Roger Steiner spent 19 years in federal prison after a jury found him guilty of viciously attacking Karen Mathews Davis as part of a bizarre tax-protest conspiracy.

Steiner, who had always maintained Davis lied about the attack, had just gotten out of prison when he was suddenly under scrutiny again.

Davis, who was then running for Congress, claimed she received two death threats in the mail — and once again tried to cast blame on Steiner, court documents show.

But federal investigators say Davis made up the threats. And now Steiner is hoping that convinces prosecutors to reopen his long-ago case and clear his name.

"If she lied now, that substantiates my story that she lied back then," Steiner, 77, told NBC News.

"I see her as evil, with a criminal mind."

•••••

Federal prosecutors who charged Davis with lying to investigators confirmed last week that they are now "reviewing" Steiner's 1997 conviction.

•••••

By the time he was released to a halfway house in late 2013, Davis was no longer a county clerk. She retired in 2001 after a grand jury accused her of misusing her credit card, hiring her son and making her secretary work on her book, and using the county FedEx account to ship the manuscript to movie producers — allegations she said were "biased and unsupported."

But after leaving the clerk's office, she wasn't done with politics; in fact, she was planning to run for Congress.

Shortly before the official launch of her ill-fated campaign, she contacted a Treasury Department agent and reported she had received a threatening letter filled with eerily familiar anti-government language.

"A close up shot to your head or to your husband will be final," it said. "You make the decision now not to run for Congress.'

•••••

By then, investigators had determined that based on logs from the halfway house, Steiner could not have sent the letters.
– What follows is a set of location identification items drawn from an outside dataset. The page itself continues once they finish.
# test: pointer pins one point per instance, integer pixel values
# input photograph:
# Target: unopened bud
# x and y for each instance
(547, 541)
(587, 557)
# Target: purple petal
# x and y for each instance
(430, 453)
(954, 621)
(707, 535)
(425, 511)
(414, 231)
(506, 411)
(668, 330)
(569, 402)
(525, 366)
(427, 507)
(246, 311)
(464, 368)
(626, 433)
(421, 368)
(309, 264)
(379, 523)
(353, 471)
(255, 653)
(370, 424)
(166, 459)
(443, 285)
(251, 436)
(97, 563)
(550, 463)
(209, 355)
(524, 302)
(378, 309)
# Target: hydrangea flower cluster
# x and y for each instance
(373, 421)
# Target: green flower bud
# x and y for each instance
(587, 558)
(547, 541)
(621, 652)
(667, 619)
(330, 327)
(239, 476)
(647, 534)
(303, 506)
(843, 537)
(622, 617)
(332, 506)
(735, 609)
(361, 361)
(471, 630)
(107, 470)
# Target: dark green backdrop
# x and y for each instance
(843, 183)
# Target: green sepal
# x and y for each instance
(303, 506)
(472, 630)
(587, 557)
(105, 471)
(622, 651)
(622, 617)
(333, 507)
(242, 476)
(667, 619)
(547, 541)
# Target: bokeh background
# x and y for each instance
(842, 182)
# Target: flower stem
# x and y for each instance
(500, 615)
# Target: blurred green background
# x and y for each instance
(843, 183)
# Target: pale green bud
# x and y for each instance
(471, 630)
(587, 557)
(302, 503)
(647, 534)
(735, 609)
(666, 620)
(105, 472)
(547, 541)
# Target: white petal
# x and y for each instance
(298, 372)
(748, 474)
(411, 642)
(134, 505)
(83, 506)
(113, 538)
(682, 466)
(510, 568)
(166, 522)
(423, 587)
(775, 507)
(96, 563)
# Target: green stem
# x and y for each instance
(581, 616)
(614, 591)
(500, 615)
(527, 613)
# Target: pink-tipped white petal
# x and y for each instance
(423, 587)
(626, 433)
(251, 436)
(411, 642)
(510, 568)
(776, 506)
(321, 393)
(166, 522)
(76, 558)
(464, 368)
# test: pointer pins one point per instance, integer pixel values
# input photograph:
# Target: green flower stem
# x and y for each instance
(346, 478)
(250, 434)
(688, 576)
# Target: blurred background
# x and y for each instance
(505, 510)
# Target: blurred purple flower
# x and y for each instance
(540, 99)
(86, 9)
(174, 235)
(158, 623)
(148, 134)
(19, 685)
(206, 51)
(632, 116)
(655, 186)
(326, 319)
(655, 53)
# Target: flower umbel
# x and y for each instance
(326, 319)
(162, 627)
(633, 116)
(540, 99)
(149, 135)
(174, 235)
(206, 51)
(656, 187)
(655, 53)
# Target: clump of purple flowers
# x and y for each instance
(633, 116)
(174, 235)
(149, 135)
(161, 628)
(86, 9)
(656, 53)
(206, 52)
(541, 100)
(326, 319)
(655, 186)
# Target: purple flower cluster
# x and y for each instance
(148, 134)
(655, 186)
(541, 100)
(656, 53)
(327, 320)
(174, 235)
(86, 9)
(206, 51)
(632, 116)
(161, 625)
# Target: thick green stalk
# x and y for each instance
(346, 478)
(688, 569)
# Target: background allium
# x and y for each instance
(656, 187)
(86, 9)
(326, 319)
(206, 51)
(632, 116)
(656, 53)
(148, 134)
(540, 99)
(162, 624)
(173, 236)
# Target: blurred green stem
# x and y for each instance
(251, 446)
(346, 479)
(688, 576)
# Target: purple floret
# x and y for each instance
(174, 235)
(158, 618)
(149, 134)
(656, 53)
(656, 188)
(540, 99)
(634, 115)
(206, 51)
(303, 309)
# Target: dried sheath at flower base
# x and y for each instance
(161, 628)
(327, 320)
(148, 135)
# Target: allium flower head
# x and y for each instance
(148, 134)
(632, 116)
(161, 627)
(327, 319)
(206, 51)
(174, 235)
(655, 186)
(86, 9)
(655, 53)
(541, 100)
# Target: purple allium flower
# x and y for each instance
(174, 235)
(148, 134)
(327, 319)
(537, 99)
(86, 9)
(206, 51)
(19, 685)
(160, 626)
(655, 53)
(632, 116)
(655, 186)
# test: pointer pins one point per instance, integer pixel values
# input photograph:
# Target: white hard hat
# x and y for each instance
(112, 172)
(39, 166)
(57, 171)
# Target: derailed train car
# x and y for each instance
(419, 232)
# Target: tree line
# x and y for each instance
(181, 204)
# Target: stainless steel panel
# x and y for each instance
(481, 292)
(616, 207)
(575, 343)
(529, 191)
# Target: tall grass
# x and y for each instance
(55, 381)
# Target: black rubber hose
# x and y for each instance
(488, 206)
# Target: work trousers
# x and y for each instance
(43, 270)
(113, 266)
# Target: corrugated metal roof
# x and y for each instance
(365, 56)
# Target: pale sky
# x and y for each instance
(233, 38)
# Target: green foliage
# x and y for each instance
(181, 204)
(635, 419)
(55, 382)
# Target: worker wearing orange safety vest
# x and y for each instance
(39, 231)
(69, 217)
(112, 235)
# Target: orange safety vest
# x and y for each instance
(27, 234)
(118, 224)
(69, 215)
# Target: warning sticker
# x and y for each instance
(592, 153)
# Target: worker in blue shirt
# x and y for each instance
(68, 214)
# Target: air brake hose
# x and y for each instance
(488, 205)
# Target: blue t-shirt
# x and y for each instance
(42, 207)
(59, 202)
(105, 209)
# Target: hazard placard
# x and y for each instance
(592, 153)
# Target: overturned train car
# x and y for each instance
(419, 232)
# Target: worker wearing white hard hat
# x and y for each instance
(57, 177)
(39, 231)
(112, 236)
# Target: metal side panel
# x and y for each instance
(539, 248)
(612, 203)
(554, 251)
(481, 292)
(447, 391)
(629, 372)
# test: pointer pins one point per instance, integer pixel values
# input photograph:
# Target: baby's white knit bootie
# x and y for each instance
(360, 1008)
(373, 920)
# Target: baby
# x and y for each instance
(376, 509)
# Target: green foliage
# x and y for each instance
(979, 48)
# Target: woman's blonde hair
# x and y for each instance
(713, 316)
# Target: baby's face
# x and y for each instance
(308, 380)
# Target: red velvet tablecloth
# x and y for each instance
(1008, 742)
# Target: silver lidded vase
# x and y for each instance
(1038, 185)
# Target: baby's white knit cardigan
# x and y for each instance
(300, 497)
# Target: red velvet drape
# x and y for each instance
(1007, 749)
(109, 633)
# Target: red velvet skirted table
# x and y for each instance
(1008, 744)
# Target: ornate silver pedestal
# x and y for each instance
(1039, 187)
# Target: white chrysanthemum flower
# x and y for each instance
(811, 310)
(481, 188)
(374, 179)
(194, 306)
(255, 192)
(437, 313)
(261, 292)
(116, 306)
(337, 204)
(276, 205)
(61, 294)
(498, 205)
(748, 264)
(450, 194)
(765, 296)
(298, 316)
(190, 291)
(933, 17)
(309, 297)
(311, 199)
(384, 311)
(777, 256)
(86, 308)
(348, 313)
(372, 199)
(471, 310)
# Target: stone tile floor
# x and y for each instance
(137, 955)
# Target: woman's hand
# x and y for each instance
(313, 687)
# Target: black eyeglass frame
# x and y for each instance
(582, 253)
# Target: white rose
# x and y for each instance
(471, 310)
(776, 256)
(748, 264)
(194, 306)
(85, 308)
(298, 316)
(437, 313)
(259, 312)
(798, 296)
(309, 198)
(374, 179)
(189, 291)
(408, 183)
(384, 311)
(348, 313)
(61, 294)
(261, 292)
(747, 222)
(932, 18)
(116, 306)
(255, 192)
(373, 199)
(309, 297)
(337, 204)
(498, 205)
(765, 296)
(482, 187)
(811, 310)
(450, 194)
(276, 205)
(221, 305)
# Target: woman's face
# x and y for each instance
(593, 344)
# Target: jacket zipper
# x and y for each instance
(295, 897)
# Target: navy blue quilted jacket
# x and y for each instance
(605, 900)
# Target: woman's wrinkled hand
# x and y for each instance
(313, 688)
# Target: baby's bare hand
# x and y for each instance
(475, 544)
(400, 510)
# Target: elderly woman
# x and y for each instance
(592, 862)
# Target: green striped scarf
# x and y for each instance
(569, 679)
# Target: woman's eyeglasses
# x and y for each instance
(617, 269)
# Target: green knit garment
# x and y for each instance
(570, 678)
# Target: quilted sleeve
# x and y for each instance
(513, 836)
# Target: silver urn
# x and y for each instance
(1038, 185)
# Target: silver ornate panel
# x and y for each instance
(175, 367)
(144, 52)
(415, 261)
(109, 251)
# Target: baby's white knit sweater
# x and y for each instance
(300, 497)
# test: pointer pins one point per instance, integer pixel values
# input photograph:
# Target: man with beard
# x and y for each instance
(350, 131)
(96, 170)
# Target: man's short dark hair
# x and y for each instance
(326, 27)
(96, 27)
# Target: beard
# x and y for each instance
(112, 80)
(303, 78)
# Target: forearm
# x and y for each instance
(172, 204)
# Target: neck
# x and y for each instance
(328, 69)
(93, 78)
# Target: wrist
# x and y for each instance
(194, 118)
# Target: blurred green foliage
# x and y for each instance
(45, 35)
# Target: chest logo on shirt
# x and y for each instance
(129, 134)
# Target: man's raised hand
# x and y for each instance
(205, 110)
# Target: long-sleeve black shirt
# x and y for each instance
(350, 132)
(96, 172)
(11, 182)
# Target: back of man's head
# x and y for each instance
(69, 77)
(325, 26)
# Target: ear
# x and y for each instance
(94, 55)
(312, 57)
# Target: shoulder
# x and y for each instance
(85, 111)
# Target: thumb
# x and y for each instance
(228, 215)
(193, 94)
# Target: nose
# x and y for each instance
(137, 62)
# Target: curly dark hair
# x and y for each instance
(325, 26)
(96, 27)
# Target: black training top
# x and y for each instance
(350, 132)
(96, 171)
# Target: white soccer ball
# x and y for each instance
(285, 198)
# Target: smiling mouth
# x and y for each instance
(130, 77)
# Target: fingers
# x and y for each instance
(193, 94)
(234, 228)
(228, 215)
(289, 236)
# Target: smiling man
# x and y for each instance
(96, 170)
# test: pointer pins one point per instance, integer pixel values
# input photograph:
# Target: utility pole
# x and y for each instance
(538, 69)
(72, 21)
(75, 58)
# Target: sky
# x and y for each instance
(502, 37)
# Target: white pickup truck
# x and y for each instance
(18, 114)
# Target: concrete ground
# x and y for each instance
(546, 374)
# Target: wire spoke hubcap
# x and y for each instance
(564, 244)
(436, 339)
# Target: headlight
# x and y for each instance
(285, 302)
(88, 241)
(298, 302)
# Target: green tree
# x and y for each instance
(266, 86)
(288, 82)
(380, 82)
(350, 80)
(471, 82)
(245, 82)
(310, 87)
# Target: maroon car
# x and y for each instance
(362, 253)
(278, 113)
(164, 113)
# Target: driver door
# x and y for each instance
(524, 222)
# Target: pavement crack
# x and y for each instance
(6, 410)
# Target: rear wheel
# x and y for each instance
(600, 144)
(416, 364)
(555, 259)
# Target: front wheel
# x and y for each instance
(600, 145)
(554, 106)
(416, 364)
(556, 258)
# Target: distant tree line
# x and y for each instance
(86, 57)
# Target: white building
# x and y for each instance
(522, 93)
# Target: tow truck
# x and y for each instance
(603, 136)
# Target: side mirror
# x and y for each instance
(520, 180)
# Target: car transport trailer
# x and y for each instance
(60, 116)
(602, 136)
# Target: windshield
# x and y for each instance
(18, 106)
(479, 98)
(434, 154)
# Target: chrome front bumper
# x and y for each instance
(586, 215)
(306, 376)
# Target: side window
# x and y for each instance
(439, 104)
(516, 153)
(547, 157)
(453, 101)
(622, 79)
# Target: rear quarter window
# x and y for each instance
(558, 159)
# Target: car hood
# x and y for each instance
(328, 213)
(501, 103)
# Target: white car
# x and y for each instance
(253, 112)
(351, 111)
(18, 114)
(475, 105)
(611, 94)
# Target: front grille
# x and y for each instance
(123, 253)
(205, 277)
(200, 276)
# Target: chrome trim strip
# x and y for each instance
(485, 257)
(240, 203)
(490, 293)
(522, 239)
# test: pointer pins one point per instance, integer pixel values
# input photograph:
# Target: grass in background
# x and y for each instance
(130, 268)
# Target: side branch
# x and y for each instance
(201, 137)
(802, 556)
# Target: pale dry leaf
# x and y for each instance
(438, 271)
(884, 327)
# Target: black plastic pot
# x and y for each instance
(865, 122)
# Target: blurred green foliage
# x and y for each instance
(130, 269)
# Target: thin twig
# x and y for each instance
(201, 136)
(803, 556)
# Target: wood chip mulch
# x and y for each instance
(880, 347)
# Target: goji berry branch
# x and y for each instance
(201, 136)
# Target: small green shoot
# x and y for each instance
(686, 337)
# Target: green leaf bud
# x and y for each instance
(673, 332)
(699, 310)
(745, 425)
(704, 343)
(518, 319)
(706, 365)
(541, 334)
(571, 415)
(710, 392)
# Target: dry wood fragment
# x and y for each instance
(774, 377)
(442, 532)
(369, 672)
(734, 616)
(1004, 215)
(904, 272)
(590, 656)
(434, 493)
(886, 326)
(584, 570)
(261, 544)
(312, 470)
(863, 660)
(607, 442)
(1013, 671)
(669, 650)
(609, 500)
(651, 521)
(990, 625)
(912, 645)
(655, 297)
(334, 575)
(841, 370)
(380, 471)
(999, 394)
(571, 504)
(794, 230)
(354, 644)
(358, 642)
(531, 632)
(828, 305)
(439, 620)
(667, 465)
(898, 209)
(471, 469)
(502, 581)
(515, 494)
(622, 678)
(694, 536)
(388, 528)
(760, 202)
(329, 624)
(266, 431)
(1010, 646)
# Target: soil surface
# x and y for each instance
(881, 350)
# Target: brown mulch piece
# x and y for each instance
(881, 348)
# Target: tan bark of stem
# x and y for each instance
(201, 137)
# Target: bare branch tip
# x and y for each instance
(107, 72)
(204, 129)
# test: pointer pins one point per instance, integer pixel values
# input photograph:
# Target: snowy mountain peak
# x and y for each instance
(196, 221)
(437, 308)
And in early 2015, they asked Davis to take a polygraph test, which she failed, the court papers say.

Davis admitted she wrote and sent both notes herself, court documents say. She was charged in October and is free on $50,000 bond.

•••••

He said he planned to be in court for Davis' next court date to make sure the judge doesn't go easy on her. At the same time, he said, he feels "a little bit of compassion" for his accuser.

"I can't be angry because people around me are stupid," he said. "I'm not angry at her. I feel sorry for her... You know how much mental baggage that poor woman is carrying on her shoulders?

"I'm just grateful that it did come down to this," he added. "All these years what kind of kept me together was knowing it's a matter of time before she gets caught in her own lies."